The Brexit Party has moved the prospective candidate for Hastings and Rye, citing Amber Rudd’s resignation for doing so.

Monday, 14th October 2019, 12:28 pm
Tom Bewick, the Brexit Party's prospective parliamentary candidate for Hastings and Rye

The party said Ms Rudd’s decision not to contest the election in Hastings and Rye meant they would move Tom Bewick to another high-profile target seat.

They said Ms Rudd had ‘betrayed’ Brexit.

Mr Bewick has now been reassigned as the prospective parliamentary candidate in Dagenham and Rainham, in East London, with immediate effect.

Read more:

He said: “As a former Labour councillor, that campaigned to Leave the EU in 2016, I am delighted to be given this opportunity by the Brexit Party to represent a traditional working-class constituency in Parliament.
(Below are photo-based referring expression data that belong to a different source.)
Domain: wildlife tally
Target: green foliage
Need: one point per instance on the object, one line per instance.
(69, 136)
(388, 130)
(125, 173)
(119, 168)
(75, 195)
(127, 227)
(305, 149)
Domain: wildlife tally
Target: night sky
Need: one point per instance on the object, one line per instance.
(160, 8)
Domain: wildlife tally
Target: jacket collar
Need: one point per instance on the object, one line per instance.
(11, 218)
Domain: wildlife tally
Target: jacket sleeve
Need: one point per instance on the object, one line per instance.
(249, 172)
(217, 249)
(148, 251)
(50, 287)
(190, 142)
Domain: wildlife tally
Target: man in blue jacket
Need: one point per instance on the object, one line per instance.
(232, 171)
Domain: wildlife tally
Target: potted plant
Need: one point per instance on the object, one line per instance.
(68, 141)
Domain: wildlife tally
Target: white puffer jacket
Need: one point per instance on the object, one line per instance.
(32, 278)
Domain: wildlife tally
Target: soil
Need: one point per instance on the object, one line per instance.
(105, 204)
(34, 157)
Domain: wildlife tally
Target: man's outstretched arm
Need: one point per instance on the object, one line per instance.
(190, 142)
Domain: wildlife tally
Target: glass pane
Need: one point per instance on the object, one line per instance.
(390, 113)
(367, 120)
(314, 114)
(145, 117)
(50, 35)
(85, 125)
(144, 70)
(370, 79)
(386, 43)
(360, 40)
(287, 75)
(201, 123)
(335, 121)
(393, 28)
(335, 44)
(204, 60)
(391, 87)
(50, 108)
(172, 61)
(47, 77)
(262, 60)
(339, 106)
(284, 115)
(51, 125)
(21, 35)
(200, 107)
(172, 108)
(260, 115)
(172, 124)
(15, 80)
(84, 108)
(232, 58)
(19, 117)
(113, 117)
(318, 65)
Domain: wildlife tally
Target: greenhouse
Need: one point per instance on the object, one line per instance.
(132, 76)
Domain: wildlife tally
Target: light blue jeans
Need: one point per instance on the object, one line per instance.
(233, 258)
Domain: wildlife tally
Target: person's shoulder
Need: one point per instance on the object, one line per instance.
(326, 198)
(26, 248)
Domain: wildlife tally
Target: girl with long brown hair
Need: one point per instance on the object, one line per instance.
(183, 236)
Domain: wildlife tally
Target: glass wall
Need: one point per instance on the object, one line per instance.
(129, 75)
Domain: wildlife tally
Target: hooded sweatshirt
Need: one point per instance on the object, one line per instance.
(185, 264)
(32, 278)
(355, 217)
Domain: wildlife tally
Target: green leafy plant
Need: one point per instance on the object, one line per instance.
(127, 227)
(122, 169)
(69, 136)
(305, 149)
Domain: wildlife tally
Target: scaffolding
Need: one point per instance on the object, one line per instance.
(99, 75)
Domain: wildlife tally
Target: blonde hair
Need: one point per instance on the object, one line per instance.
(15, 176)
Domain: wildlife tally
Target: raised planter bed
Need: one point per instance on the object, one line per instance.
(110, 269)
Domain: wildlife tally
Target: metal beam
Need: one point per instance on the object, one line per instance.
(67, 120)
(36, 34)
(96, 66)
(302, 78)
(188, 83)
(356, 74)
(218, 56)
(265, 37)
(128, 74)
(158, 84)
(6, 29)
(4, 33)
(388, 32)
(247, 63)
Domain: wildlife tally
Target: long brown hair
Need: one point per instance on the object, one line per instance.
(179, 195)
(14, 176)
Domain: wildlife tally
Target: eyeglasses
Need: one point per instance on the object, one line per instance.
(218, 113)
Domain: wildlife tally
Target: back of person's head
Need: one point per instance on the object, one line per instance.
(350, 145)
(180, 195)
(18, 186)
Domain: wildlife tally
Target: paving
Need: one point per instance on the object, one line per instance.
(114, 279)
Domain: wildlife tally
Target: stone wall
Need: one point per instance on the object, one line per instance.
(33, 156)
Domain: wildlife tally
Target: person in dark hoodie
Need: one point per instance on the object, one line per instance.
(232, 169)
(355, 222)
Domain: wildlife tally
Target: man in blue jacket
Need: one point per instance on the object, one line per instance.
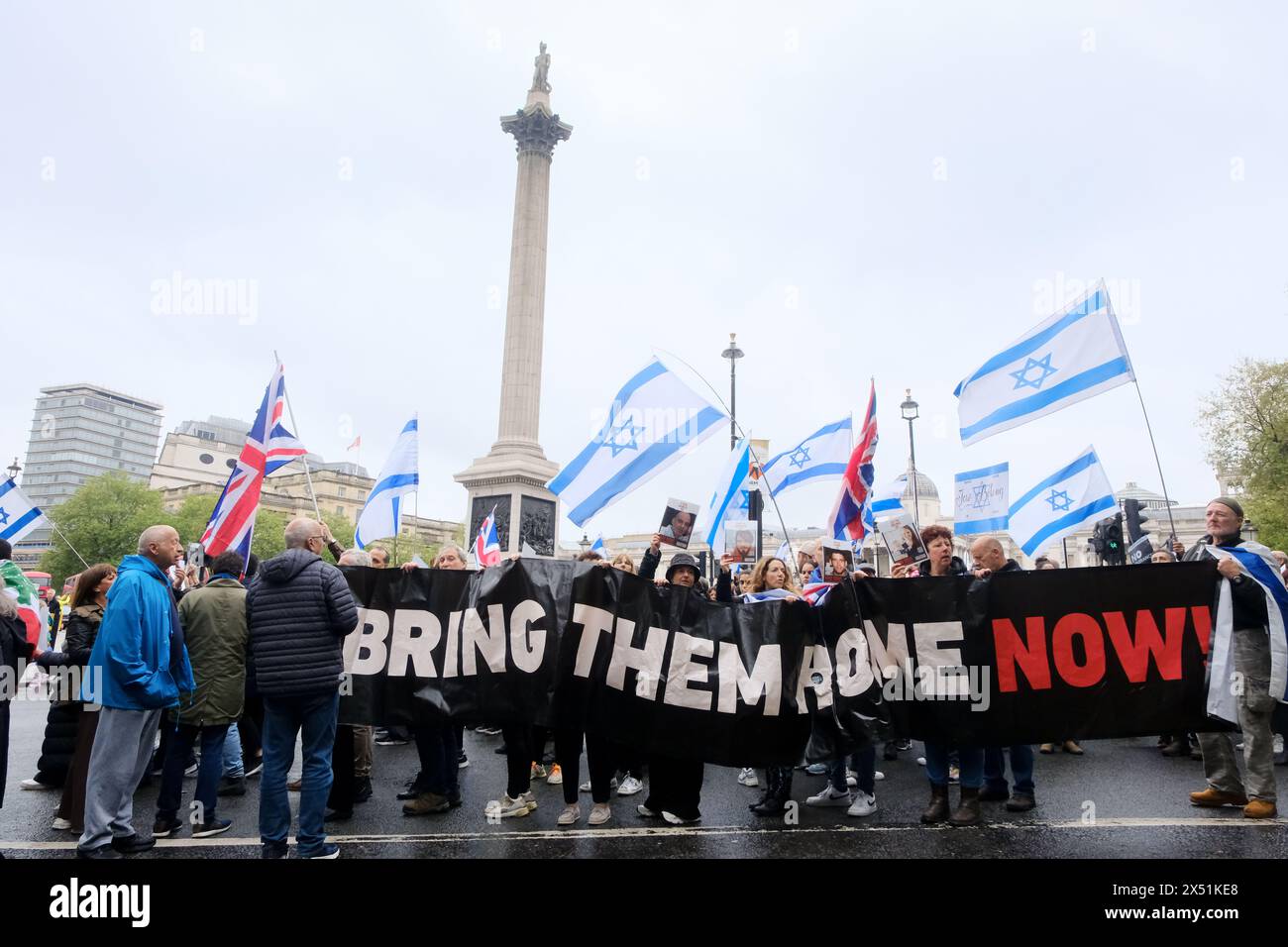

“Dagenham is the home of the women machinist car workers who, in 1968, led the campaign for equality in the workplace. It was my heroine and staunch Eurosceptic, Barbara Castle, who introduced the 1970 Equal Pay Act.

“This was a time, before the anti-democratic EU, when the concerns of everyday working people were listened to and acted on. Sadly, under Corbyn, these traditional Labour supporters have been marginalised in favour of Hampstead liberals and an inner-city metropolitan elite.

“Moreover, Labour is now planning to steal their 2016 votes by rigging a second EU referendum should they win power.

“Enough is enough. My campaign in Dagenham and Rainham will be about turning people’s understandable anger into hope. Only the Brexit party has a clear and internationalist vision of our nation’s place outside the EU.

“Our programme is one of investment in those communities that have been overlooked by the mainstream parties for decades. Locally, that means improving educational opportunity and ensuring that young people can access high-quality skilled apprenticeships.

“There are huge economic and social opportunities of being outside the straightjacket of the EU. Cheaper food and clothing. Lower energy bills. And investment by councils in local infrastructure and employment schemes without having to take account of burdensome EU state-aid rules.”

“I can’t wait to get started. By building trust with local voters, I will be campaigning positively to show residents that I can represent their concerns in the House of Commons, when the general election comes.”